Today's surge of "conservative corporatism" began with the Bush administration's brokering of JPMorgan Chase's takeover of Bear Stearns. This let loose the argument—a non sequitur—that if the administration thinks the national interest is implicated in the survival of this or that big economic entity, the administration is morally obliged at least to acquiesce in Congress's solicitude for individuals with mortgage problems. The administration has restricted the free practice of capitalism between consenting adults—the short selling of the stocks of 19 financial institutions. And the administration wants Congress to cede to it the power of the purse, granting it an unlimited call on federal funds to guarantee Fannie Mae's and Freddie Mac's obligations.
The theory, which might be right, is that such a guarantee has always been "implicit" in the existence of such "government-sponsored enterprises" that are created by government to do something it favors, in this case, democratize access to housing loans. The theory also is that having the resources to bail out those two entities will make bailing them out unnecessary because investors will not lose confidence. Nevertheless, this looks like semi-socialism—keeping profits private, but socializing losses.
The romance of capitalism was never more intense and the prestige of entrepreneurs was never higher—not in the Gilded Age, not in the "roaring '20s," not in the "go-go" Reagan years of tax-cutting and deregulating—than in the 1990s.

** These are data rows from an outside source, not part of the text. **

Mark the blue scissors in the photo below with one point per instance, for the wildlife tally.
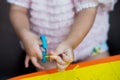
(44, 46)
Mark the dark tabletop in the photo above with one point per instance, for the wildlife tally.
(12, 56)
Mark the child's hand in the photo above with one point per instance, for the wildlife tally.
(63, 56)
(32, 44)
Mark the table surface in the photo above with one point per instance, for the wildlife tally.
(100, 69)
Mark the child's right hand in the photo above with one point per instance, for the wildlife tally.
(31, 43)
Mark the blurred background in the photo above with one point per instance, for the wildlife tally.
(12, 57)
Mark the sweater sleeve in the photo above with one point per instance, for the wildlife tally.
(22, 3)
(106, 5)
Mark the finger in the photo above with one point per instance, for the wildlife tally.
(35, 63)
(27, 59)
(69, 54)
(38, 52)
(66, 58)
(48, 41)
(62, 67)
(58, 59)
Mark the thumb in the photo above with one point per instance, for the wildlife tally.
(48, 41)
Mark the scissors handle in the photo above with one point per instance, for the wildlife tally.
(44, 46)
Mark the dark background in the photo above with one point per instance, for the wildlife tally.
(11, 55)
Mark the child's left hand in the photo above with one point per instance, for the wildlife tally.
(63, 56)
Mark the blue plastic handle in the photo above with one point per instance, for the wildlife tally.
(44, 46)
(44, 41)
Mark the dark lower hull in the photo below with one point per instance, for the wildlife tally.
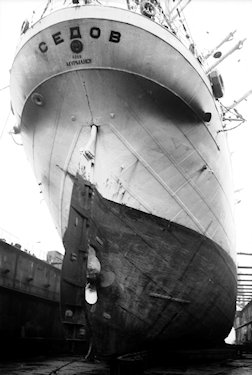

That was during a Democratic administration, which had the good luck to coincide with the flourishing of information-technology industries.
Today's conservative corporatism of the Republican administration might "work," meaning it might minimize the duration of, and damage from, the current crisis. It is, however, complicating McCain's task of depicting Obama as a reckless enlarger of government. McCain is losing recourse to conservatism's core message about the rationality of governmental minimalism that allows markets to inflict their rigors.